Kilonzo was appointed to the docket in early 2012. He presided over the formulation of laws that today govern education policy, standards, the curriculum, examinations, and school administration.
Those in the sector, however, remember him for addressing three things relevant to access to equitable quality education that casual observers couldn’t see.
A few weeks after the Kenya National Examinations Council (KNEC) announced plans to increase KCPE and KCSE examinations fees, Kilonzo said the government would meet the cost of administering examinations, as this is implied in the section on free and compulsory education in the Constitution.
I remember the minister arguing that KCPE and KCSE were critical to the transition of learners from primary to secondary school and certification, grading and further education, training and pursuit of employment. It followed, ipso facto, that the government should meet the cost of administering examinations.
The argument ended many years of parents – in public and private schools – meeting the cost of national examinations fees at the basic education level.
The other aspect of education Kilonzo fought against was holiday tuition. Simply put, holiday tuition refers to educational programmes or tutoring sessions offered during school holidays.

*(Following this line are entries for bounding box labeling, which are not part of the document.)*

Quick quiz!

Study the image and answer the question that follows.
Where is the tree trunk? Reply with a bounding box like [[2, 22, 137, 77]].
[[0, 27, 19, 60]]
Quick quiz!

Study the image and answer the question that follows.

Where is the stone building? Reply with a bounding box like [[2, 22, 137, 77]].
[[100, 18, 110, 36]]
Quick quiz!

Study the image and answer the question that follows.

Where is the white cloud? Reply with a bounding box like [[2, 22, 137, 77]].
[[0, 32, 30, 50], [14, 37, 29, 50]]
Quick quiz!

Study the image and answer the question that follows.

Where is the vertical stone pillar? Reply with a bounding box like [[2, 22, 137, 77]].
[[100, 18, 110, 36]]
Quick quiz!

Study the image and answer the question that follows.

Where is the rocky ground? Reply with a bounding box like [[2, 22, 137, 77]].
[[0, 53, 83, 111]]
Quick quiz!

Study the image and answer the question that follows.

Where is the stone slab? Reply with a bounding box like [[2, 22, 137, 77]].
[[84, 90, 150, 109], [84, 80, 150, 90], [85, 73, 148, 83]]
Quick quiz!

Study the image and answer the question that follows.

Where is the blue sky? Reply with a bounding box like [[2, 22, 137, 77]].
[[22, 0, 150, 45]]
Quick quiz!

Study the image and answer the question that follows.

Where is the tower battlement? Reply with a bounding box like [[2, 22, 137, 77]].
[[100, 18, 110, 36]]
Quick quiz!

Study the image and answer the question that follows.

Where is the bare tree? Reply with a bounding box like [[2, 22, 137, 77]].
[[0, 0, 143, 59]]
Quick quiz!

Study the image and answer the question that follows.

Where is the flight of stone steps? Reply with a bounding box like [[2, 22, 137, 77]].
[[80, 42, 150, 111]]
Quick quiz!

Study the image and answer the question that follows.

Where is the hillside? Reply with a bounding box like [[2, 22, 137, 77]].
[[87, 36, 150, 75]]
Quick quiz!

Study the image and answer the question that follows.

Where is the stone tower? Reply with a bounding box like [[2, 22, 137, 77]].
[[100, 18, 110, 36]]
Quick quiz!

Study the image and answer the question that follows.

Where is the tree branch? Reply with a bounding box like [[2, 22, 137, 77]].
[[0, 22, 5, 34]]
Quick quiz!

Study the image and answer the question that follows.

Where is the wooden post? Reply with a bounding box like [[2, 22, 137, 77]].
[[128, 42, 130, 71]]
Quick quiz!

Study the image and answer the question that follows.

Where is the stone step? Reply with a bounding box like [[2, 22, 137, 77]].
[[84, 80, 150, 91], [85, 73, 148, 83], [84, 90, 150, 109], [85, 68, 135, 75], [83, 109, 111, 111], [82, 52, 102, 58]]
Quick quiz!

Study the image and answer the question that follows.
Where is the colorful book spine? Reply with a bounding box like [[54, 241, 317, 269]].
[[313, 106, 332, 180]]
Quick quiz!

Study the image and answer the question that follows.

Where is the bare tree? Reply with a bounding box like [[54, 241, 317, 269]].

A few weeks before the April school holiday in 2012, the minister announced at a public function well outside Nairobi that all schools, without exception, should allow learners to proceed on break.
At the time, some primary and secondary schools had established a tradition to retain or recall learners in the upper classes – Standard Eight and Form Four – a week or so earlier to attend holiday tuition.
This meant that learners remained at school for an additional one or two weeks, and parents paid for these lessons.
Mutula said nothing of the sort would happen. Some heads of schools thought the minister was playing politics, only for him to crack down on those schools that ignored the directive.
KNUT and KUPPET officials opposed the minister’s ban on holiday tuition, saying it helped slow learners to catch up with the rest of the students.
Kilonzo dismissed the argument as false, stating that children could not learn endlessly; that they needed to have time to relax and play; that they needed to join their families, particularly grandparents, to learn about things that formal education gave them.
The minister was clearly on solid ground. Authorities in educational systems across the world take certain factors into account when drawing up the school calendar. These include the interests of students, teachers and other stakeholders, curriculum load, quality of learning and maximising learning time.
The school calendar has two features: school days and holidays. Our school calendar provides a total of 39 weeks of school days. Education specialists I talked to said this is sufficient for teaching, learning and assessing learners.
The period was also ample enough, officials noted, for teachers to undertake professionally sound remedial teaching for students with learning difficulties. They discounted holiday tuition or any teaching outside the designated time, saying it amounted to robbing learners of time to grow and interact with other agencies of education.
I learned several lessons on leadership from the minister’s tenure of less than two years in the Ministry of Education.
The first was that a leader must bring the broadest thinking possible to the mandate of the sector he or she has been assigned to optimally serve its stakeholders. It was the broad thinking that enabled Kenya to see that assessing learners is intricately connected to the whole foundation of education. It should, for that reason, be as free as the provision of tuition to learners. There were cases where children whose parents couldn’t afford examination fees were unable to sit for the examinations.
Second, a leader must have the personal responsibility to not only find the problems an institution may have but also correct them. He should not wait for a problem to morph into a crisis before he takes action.
Third, a leader must track the implementation of decisions. Kilonzo had no sacred cows in his modus operandi. All schools, without exception, adhered to the ban when the owners discovered that the man was serious.
But my biggest lesson was that the authority of the office is bigger than the holder. All you need is the trust and support of career civil servants in the ministry who know the nuts and bolts of the institution. A minister can do so much that is of lasting value. He can do very little without them.
The writer is a Communication Consultant.